The detailed question was:

Part of one of your Ask Colin answers was one is the 260-day moving average (which may be used on weekly data as a 52-week moving average or on monthly data as a 12 month moving average) What is the difference between the 260 day moving average (i.e. the number of days the stock market is open for trading in 12 months) and the 12 month moving average?

This is a really important concept to understand.

Trading on the stock market is in the form of transactions, each one of which is discrete. It is a convention that we summarise any period of trading by four data points: the opening price, the highest price, the lowest price and the last price. Notice that I said period. A period is most commonly a day, a week or a month. However, it can also be shorter than that - short term traders use five minutes, ten minutes, and hour etc. It can also occasionally be longer than that - a quarter or even a year.

The parameter of a moving average is the period the calculation looks back and calculates an average for.

The most common form of the calculation is where the period is a day, so to get a moving average for a year of trading, we would use 260 days. This is 52 week multiplied by 5 days per week. This is technically more than a year, because it does not allow for holidays. However, it is close enough for the purpose.

However, sometimes the data we are using will be in the form of weekly periods. If we use 260, we will be averaging the closing prices for 260 weeks and so the average will cover about five years instead of one year. To deal with this, we use 52, which is the number of weekly periods in a year. This moving average will be very similar to that for the 260-day calculation, but not the same. The differences will derive from the slightly longer period on the 260-day calculation (the effect of holidays disappears in the weekly calculation), but more importantly because the 52 data points on the weekly calculation may eliminate some fairly extreme volatility on some daily closes, all of which are in the daily calculation.

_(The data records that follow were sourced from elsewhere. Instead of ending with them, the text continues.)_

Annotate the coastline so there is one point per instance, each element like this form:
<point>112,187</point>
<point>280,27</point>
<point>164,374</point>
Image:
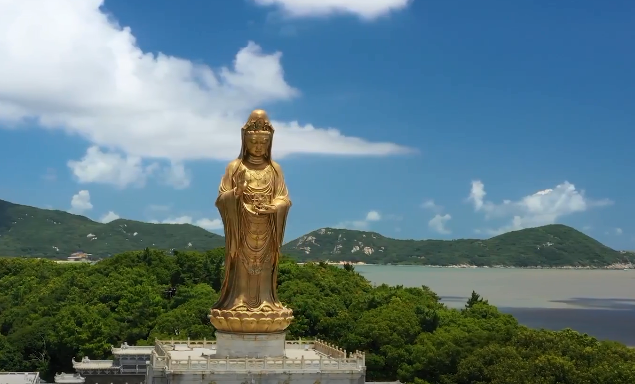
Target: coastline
<point>616,266</point>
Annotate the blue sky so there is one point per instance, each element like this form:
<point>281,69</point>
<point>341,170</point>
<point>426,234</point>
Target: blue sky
<point>415,119</point>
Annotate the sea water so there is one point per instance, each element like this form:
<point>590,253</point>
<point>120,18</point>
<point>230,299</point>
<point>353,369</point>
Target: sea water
<point>598,302</point>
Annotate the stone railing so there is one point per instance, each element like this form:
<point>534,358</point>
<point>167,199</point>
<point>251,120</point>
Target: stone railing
<point>211,343</point>
<point>331,358</point>
<point>331,350</point>
<point>269,364</point>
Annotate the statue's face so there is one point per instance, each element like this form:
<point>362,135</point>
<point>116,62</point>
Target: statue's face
<point>257,143</point>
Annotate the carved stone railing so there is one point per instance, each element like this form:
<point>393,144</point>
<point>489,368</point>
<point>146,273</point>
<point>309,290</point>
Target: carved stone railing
<point>331,358</point>
<point>211,343</point>
<point>269,364</point>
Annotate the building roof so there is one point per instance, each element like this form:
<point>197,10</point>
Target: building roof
<point>126,349</point>
<point>69,378</point>
<point>19,377</point>
<point>87,363</point>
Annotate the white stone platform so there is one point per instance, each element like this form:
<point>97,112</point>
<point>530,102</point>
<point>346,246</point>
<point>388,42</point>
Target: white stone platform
<point>253,345</point>
<point>190,362</point>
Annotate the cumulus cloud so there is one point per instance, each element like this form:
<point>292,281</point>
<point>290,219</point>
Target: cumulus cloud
<point>362,224</point>
<point>366,9</point>
<point>438,224</point>
<point>541,208</point>
<point>432,206</point>
<point>615,231</point>
<point>50,175</point>
<point>108,217</point>
<point>82,73</point>
<point>80,202</point>
<point>205,223</point>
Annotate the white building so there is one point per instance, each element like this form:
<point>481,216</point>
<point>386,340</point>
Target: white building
<point>19,378</point>
<point>127,367</point>
<point>306,362</point>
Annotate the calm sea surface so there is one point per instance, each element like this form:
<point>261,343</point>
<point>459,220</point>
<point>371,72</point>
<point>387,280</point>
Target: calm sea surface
<point>598,302</point>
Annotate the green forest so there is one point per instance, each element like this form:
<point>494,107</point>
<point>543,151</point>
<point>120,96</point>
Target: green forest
<point>51,313</point>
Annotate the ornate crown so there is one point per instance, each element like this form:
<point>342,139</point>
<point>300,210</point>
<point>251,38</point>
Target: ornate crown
<point>258,122</point>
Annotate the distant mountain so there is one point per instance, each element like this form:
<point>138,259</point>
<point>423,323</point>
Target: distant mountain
<point>35,232</point>
<point>550,245</point>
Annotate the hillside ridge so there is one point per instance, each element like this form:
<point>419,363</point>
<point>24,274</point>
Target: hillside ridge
<point>554,245</point>
<point>35,232</point>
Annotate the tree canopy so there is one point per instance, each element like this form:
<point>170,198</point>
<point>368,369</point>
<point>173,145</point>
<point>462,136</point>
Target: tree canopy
<point>51,313</point>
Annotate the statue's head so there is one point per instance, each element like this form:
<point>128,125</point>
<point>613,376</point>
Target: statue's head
<point>257,135</point>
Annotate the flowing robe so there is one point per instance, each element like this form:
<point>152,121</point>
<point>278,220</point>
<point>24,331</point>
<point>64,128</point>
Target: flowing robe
<point>252,242</point>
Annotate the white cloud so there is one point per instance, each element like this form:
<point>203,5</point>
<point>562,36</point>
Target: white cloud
<point>108,217</point>
<point>432,206</point>
<point>110,168</point>
<point>438,224</point>
<point>366,9</point>
<point>80,202</point>
<point>477,193</point>
<point>122,171</point>
<point>541,208</point>
<point>50,175</point>
<point>371,216</point>
<point>81,72</point>
<point>205,223</point>
<point>177,176</point>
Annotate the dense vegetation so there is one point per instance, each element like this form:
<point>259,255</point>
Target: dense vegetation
<point>35,232</point>
<point>50,313</point>
<point>548,246</point>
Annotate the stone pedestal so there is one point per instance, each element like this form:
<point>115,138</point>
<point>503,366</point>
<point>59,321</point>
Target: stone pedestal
<point>251,345</point>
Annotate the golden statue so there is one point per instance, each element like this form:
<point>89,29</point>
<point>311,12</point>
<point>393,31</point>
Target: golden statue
<point>253,202</point>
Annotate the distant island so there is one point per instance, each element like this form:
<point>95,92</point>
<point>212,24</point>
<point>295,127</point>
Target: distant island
<point>35,232</point>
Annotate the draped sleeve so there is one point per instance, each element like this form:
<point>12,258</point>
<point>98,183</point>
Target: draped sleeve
<point>282,202</point>
<point>228,207</point>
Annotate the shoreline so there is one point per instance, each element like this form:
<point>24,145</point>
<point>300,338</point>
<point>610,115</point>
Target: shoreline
<point>616,267</point>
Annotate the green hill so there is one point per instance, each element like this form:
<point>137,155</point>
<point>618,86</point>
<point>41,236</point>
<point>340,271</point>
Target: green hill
<point>550,245</point>
<point>35,232</point>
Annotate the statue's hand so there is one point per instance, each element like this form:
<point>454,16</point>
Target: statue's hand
<point>241,183</point>
<point>266,209</point>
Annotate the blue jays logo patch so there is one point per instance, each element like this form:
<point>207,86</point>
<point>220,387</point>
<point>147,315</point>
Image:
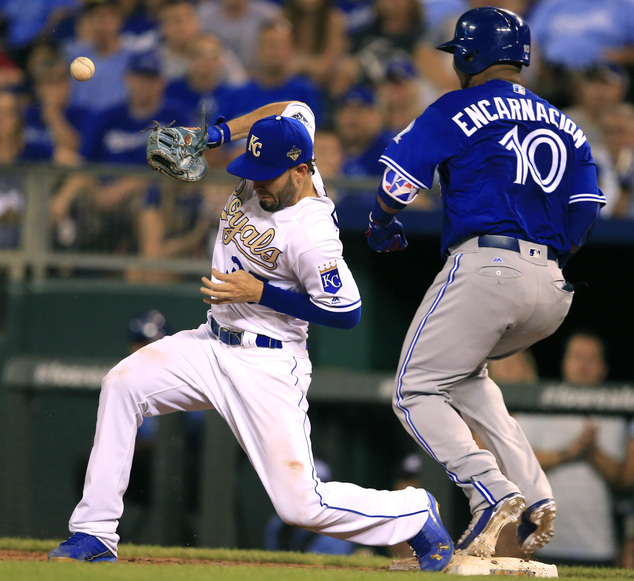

Similarly, sometimes the data is in the form of monthly periods. Here, we need to use 12 periods, so that the look back period is still one year.

You might argue that we should always just use daily periods. For a moving average, it does not make much difference. However, for other indicators, it is quite critical. It will depend on your trading/investing timeframe, which you use. Good charting software should enable you to calculate daily, weekly or monthly indicators so you can see the short, medium and long term pictures.